What does the training include?
In this course, you'll learn how to transform raw, often unoptimised data into a well-designed star schema with fact and dimension tables. You'll see how to use Power Query, Power BI, and Microsoft Fabric (Warehouse and Lakehouse) to build a robust semantic layer that makes reporting simpler, faster, and more reliable. The focus is on practical modelling: from source data to a scalable star schema ready for reporting, data science, and self-service BI.
What you'll learn
- The core principles of dimensional modelling and the star schema.
- The difference between fact and dimension tables and when to use each.
- Transforming raw source data into a star schema using Power Query.
- Designing star schemas for Power BI semantic models and Fabric (Warehouse/Lakehouse).
- How a well-designed star schema reduces DAX complexity and improves performance.
- Guidelines for traceable, reliable, and well-documented datasets.
Programme
Part 1 – Introduction to Dimensional Modelling
- Facts, dimensions, and the importance of the star schema for Power BI and Fabric.
Part 2 – From Source Data to Star Schema
- Analysing source structures and common pitfalls with relational and operational models.

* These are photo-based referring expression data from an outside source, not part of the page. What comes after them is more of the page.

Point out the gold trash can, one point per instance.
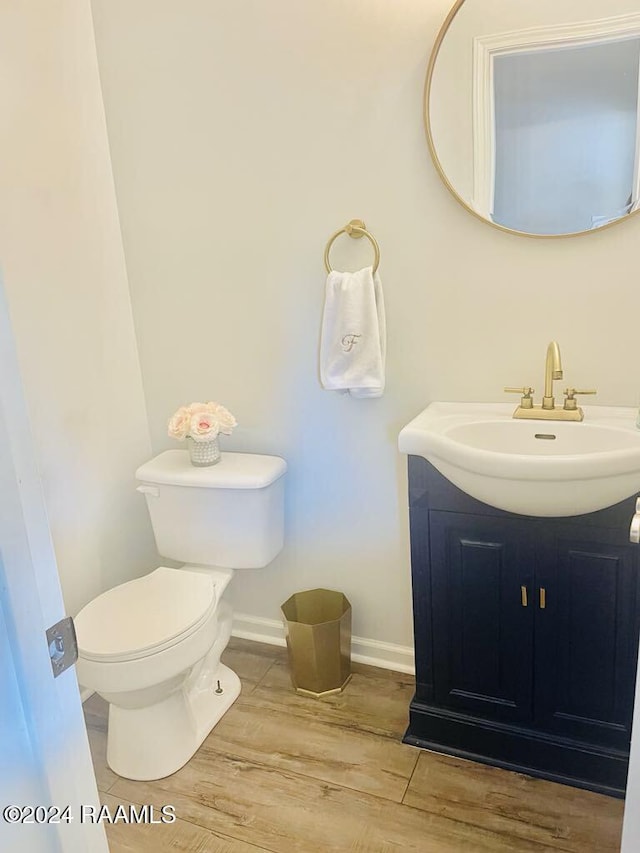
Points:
(318, 623)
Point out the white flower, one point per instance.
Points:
(226, 421)
(201, 421)
(195, 408)
(203, 426)
(179, 423)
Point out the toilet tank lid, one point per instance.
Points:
(233, 471)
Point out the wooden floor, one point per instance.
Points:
(291, 774)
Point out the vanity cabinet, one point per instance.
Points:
(526, 633)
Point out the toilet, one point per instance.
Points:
(151, 647)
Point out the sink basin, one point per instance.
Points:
(541, 468)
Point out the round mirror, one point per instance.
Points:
(532, 109)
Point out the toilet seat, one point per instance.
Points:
(146, 615)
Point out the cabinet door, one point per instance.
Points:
(586, 635)
(482, 615)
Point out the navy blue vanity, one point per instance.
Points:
(526, 635)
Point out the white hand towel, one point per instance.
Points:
(353, 342)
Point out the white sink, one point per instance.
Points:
(543, 468)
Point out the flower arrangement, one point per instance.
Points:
(201, 422)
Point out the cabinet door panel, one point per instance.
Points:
(586, 637)
(482, 630)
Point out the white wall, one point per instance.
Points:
(61, 252)
(242, 135)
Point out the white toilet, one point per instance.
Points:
(151, 647)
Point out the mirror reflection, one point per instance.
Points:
(532, 112)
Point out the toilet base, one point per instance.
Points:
(154, 742)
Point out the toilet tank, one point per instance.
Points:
(230, 514)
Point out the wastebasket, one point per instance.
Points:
(318, 623)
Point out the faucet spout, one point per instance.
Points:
(552, 370)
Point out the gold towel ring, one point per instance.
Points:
(356, 229)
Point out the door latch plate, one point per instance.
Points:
(63, 645)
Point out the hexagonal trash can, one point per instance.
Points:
(318, 623)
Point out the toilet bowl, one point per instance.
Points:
(151, 647)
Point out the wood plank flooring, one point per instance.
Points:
(289, 774)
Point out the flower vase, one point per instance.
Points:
(204, 453)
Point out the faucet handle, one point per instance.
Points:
(526, 401)
(570, 393)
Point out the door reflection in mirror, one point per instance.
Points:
(566, 136)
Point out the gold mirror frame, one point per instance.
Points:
(436, 160)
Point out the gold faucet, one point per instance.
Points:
(547, 411)
(552, 370)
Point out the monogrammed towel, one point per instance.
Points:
(353, 342)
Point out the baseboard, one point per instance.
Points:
(363, 650)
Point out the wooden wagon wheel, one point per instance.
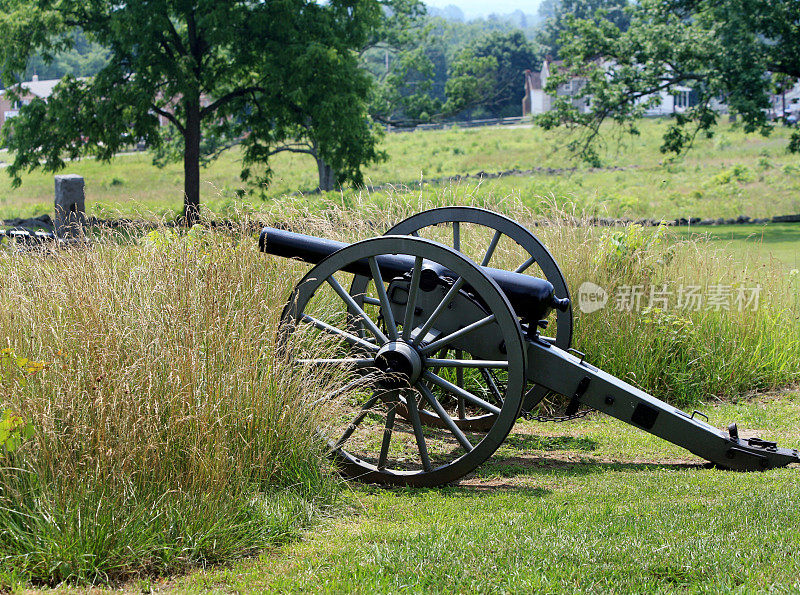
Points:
(464, 223)
(391, 368)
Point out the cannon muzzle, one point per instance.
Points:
(532, 298)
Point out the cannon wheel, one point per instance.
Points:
(366, 436)
(417, 225)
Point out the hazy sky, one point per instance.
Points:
(473, 8)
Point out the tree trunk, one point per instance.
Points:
(327, 176)
(191, 164)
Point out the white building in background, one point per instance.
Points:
(30, 90)
(536, 101)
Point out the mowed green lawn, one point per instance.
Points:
(591, 505)
(779, 241)
(725, 176)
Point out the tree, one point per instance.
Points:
(724, 50)
(274, 73)
(488, 74)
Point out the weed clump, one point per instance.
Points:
(163, 433)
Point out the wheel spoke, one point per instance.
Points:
(351, 303)
(387, 435)
(411, 403)
(443, 341)
(448, 421)
(386, 308)
(439, 309)
(458, 391)
(487, 376)
(352, 339)
(356, 420)
(524, 266)
(467, 363)
(411, 304)
(462, 412)
(490, 250)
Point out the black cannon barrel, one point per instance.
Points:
(531, 297)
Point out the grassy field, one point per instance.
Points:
(725, 176)
(776, 241)
(588, 506)
(146, 370)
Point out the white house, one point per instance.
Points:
(30, 89)
(536, 101)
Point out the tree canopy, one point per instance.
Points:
(724, 50)
(279, 75)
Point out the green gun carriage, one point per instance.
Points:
(435, 355)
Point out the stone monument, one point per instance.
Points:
(70, 211)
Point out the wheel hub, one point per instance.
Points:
(400, 363)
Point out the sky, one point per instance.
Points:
(475, 8)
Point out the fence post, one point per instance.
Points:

Part 3 – Transforming with Power Query
- Step-by-step transformation of raw data into fact and dimension tables.
Part 4 – Star Schemas in Power BI and Fabric
- Semantic model in Power BI versus modelling in Fabric Warehouse and Lakehouse.
Part 5 – Quality, Performance and DAX
- The impact of a well-designed star schema on DAX complexity, performance, and maintenance.
Part 6 – Gold Datasets and Best Practices
- Designing reusable datasets for data engineers and data scientists, patterns, and Q&A.
For whom?
- Data engineers looking to design star schemas in Fabric (Warehouse, Lakehouse) or other platforms.
- Data scientists who need reliable, well-structured datasets for analyses and models.
- BI specialists and Power BI developers currently working with non-dimensional sources.
- Data analysts managing gold datasets or semantic models.
Prerequisites
- No specific prior knowledge required; affinity with data is recommended.
- Experience with SQL or building Power BI reports makes the course easier to follow.
- Basic knowledge of data warehousing or modelling concepts is a plus, but not necessary.